Rapid urbanisation in Dhaka (Bangladesh) with high dependency on the groundwater have recently raised concern over the sustainability of the aquifers. The present study focusses on quantifying the dynamic groundwater resource vis-à-vis the status of groundwater development and understanding the different recharge processes in the Dhaka City, using the water balance based lumped and distributed approaches. In the lumped approach, the groundwater assessment is carried out using groundwater balance method following the methodology and norms recommended by the Groundwater Estimation Committee-2015 (referred hereafter as GEC). In the distributed approach, a physics-based hydrological model (Variable Infiltration Capacity, VIC) is utilised to model the baseflow (i.e., potential recharge). Then, an attempt is made to establish the relation between VIC-based baseflow and actual (GEC-based) groundwater recharge from rainfall. Remote sensing data derived spatio-temporal information along with field-based observations have been used in the process. Dhaka City is divided into 10 zones and the groundwater assessment is made individually in these zones as well as for the entire city during 2001–2015 period. The total annual recharge is estimated as 635.35 million m3 (or ~2065 mm/year per unit area). Lateral and unaccounted recharge is found to be the dominant (51.8%) process in the study area, followed by recharge from urban return flow (35.5%), rainfall (7.1%), and surface water bodies/wetlands (5.6%). The study underscores that the lateral and unaccounted recharge must not be ignored in the urban landscape underlain by alluvial aquifers and with non-hydrologic unit boundaries.
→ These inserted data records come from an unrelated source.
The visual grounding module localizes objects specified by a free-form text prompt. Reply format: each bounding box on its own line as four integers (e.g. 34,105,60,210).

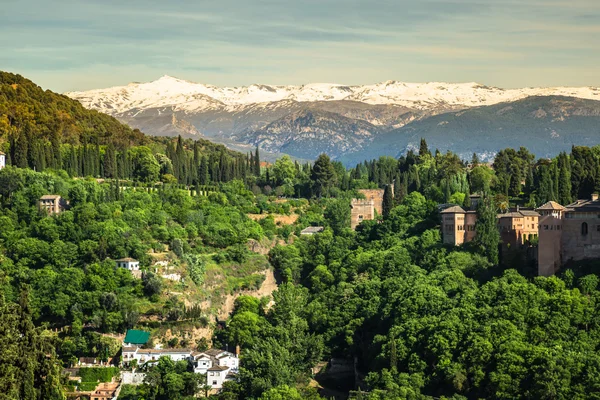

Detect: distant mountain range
65,76,600,165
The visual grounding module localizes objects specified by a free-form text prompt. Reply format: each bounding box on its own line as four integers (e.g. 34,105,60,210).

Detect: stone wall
359,189,383,215
350,199,375,229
The stage of groundwater development is found to vary from 117 to 320%, thus indicating overexploitation of aquifers in all the zones. The higher groundwater abstraction as compared to recharge in all the zones has led to consistent decline in groundwater level by 2–3.2 m/year across the study area. The VIC model, on the other hand, depicted that nearly 17.2% of the annual rainfall contributes towards baseflow. Further, it is observed that ~31% of baseflow contributes to groundwater recharge due to rainfall. Researchers can use this relationship for quick assessment of the groundwater recharge from rainfall in Dhaka, based on hydrological models with varying meteorological and land cover scenarios, especially in the light of climate change and rapid urbanisation.